The Case of the Leaky Pool

4 December 2012

It always has to happen right before your system administrator leaves on vacation. The game is set, the stakes are high, and nobody is willing to fold. It was at a time like this that the Java Virtual Machine (JVM) on our second production server was discovered to be leaking memory like a gangster leaking blood in the Valentine’s Day Massacre. Unlike the mafiosos in Chicago, we couldn’t figure out why our JVM was bleeding.

Note that this post is best read in a 1920’s-style detective voice. I tried to have fun with the writing style, so just give it a go, OK? You might want to go re-read that first paragraph again, 314, just for practice. Additionally, some of the technical information might be slightly off-base (though I’m pretty certain that it’s not too far from the truth;) if you know better, please consider doing me a favor and letting me know in the comments section! I’d love the correction!

Like any good beat, we got two production servers with a fat load balancer in front. app01.prod is usually the point man, with app02.prod ready to take the heat if app01.prod gets iced. The cool kids call it a “hot failover,” but me? I just call it smart.

And being smart paid off. On Monday we looked at our Munin graphs to check in on the situation. The admin likes to do that before he checks out. Whether for peace of mind, or through grizzled experience doesn’t matter as much. Our monitoring reported all systems normal - except app02.prod.

Unlike most smart shops, we were running a different setup. app01.prod was running our code using Apache Passenger and MRI Ruby 1.8.7. It was the first gig we could get in the club of the corporate private cloud. The bouncer wouldn’t let any cool toys inside the party, so we had to dance to the music they played.

But that was a year and a half ago, and the bouncer changed his mind. And we got good at smuggling.

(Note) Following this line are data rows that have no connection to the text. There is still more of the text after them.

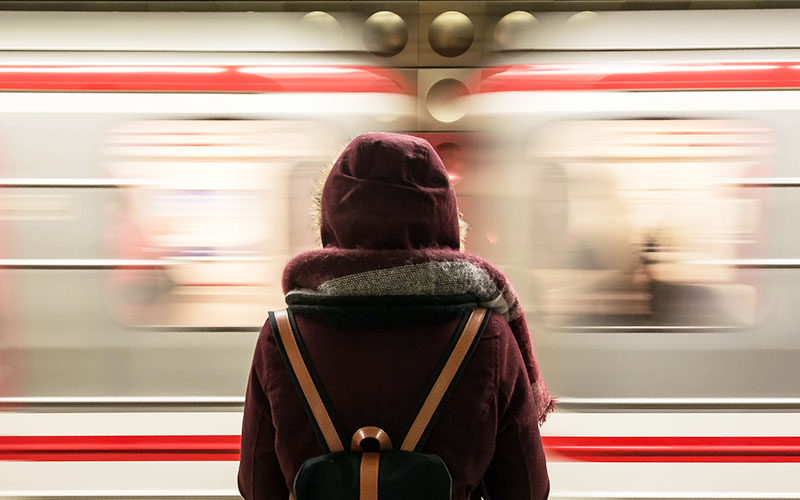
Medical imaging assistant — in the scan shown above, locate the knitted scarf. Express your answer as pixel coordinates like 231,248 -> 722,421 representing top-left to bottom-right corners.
282,247 -> 555,424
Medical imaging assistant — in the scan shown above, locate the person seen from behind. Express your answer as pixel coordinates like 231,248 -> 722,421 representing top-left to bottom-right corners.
238,133 -> 553,500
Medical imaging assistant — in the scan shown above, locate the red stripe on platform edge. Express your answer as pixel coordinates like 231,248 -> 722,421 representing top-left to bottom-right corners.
0,451 -> 241,461
0,66 -> 409,94
3,435 -> 800,462
0,435 -> 240,462
544,436 -> 800,462
480,62 -> 800,93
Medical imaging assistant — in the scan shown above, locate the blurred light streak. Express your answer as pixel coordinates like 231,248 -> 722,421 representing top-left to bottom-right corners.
0,259 -> 165,270
685,259 -> 800,269
484,96 -> 800,120
0,66 -> 227,73
3,433 -> 800,463
544,436 -> 800,463
0,178 -> 162,188
0,257 -> 271,269
0,396 -> 244,407
0,65 -> 409,95
238,66 -> 360,74
0,435 -> 241,462
0,93 -> 415,114
480,62 -> 800,94
554,397 -> 800,409
713,177 -> 800,187
499,63 -> 782,77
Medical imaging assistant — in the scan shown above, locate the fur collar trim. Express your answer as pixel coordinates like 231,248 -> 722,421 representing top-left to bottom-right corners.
283,248 -> 555,423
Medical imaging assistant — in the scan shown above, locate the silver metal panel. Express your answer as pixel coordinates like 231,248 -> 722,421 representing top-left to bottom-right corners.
0,11 -> 363,52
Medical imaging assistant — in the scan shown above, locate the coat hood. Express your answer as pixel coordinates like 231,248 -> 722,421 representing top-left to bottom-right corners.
320,133 -> 461,250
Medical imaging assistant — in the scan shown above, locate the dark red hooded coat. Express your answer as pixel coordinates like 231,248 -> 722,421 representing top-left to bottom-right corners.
238,133 -> 549,500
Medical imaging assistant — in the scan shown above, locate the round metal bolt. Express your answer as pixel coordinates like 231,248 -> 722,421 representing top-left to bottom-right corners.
301,11 -> 342,38
428,11 -> 474,58
426,78 -> 470,123
493,11 -> 538,50
565,11 -> 600,28
363,11 -> 408,57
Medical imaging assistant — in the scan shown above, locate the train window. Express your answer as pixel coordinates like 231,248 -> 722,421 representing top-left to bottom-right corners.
508,119 -> 770,328
104,119 -> 339,328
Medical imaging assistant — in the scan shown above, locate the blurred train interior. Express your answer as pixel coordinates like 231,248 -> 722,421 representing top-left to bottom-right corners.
1,3 -> 800,499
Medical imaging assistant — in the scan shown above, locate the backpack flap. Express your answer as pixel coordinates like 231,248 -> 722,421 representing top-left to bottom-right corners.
294,426 -> 451,500
294,449 -> 451,500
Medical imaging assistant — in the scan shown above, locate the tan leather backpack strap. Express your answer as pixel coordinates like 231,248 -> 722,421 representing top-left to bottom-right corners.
400,308 -> 489,452
271,309 -> 345,453
359,453 -> 380,500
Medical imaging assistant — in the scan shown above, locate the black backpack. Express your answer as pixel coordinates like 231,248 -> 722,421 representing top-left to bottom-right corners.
270,307 -> 489,500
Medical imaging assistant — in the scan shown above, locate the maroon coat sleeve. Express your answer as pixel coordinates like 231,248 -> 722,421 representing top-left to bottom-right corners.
238,321 -> 290,500
483,324 -> 550,500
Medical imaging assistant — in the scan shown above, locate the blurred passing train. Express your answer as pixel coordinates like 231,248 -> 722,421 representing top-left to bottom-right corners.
2,5 -> 800,500
0,10 -> 416,496
467,8 -> 800,499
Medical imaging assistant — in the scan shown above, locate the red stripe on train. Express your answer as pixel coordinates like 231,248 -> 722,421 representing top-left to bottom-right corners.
0,66 -> 409,93
3,435 -> 800,462
546,436 -> 800,462
480,62 -> 800,92
0,435 -> 240,461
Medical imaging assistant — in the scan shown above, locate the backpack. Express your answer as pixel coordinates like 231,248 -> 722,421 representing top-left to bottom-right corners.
269,307 -> 489,500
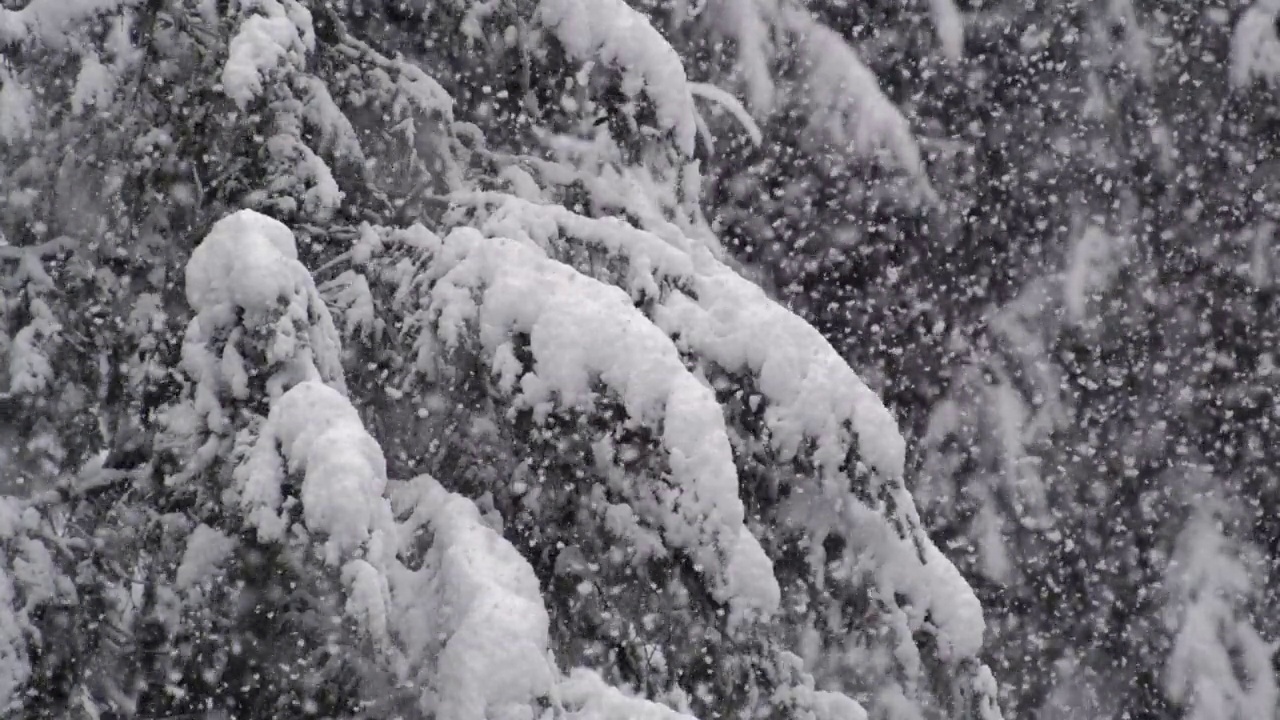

We were running into teething issues with MRI 1.8.7. MRI/YARV 1.9.3 has been roaming the streets for a while now, and we’re not sure we want to be stuck on yesterday’s ride. With MRI/YARV 2.0 just around the corner, it made sense to make a push for a better stack. So for the past four months we’ve been in the garage trying to refit the old car for a new trick: JRuby.

Particularly handy is the JRuby way of deploying to J2EE servers, which we can push into the private cloud like we own the joint. The whole organization is chill with anything Java, so we’re golden, right? Just grab a server, stand it up, and we’re in to the hottest cloud in town. A quick snoop around the scene shows a few promising candidates. I could deploy through GlassFish and cut WAR files using Warbler. I like GlassFish. I used it before at an old job. We go way back, GlassFish and I.

Or I could try this new kid on the block. It supports clustering, queues, and scheduled tasks. Long-running requests (for WebSockets and such) are included. I wryly thought back to a few dirty hacks I had running with delayed_job. Yeah, this TorqueBox kid is the right tool for the job. I tossed out the hacks and spruced up the app, and faster than you could say “UTF-8” it worked.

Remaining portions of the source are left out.